A Performance-Based Quantification Approach to Inform Resilience Management of Urban Water Supply

Investments in urban water supply should be informed by resilience management frameworks that consider traditional reliability requirements, community preparedness during system disruptions, and sustainability goals in long-term planning. Grounded in a framework (WARATA) that integrates these aspects, this paper presents a stepwise, performance-based theoretical approach to resilience quantification, supported by explanations and practical guidance. For instance, in addition to the piped infrastructure components, emergency supply options and human resources should be incorporated within the system boundaries (Step 1), and water supplied to users is recommended as a single performance measure (Step 2).

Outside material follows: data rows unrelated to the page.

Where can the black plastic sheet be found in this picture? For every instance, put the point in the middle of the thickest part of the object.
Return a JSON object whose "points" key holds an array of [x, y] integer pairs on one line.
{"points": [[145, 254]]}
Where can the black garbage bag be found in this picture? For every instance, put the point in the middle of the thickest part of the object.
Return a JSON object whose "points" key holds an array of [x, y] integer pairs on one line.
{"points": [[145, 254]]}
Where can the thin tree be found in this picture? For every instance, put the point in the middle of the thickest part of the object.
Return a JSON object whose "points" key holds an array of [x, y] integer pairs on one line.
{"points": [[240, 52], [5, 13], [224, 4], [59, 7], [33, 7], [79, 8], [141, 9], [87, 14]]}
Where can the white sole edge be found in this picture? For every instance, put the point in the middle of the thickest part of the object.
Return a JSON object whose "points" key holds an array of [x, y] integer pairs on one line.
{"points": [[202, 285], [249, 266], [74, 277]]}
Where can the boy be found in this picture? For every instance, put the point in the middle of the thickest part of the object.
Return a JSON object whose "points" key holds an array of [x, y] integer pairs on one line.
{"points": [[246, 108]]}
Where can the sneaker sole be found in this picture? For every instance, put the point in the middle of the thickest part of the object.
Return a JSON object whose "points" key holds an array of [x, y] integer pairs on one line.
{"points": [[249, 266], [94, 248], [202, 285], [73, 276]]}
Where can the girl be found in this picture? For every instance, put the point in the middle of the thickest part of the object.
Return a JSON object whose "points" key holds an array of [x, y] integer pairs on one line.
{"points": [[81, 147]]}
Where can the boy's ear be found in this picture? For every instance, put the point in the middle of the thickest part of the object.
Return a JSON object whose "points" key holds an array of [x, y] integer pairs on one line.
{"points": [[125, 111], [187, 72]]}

During disruptions, performance at user nodes is influenced by operational rules for resource allocation (Step 3), which must be implemented in the required computer model for simulating performance (Step 4). Equations for computing withstanding, absorptive, restorative, adaptive, and transformative capabilities as time-based metrics are proposed (Step 5), enabling the analysis of results from the bottom up (Step 6) to inform resilience management. Using illustrations of performance curves at individual system nodes, this paper advocates for extended system boundaries that bridge the gap between infrastructure and community resilience; discusses challenges with the modeling of dynamic, adaptive performances; and emphasizes the importance of assessing temporal distances to fail-safe and safe-fail thresholds during disturbances. Pending case study validation and integration into tools for predictive and real-time analyses of options, the quantification approach could support infrastructure and emergency response planning and management, ultimately ensuring sustainable system designs with equitable resilience outcomes.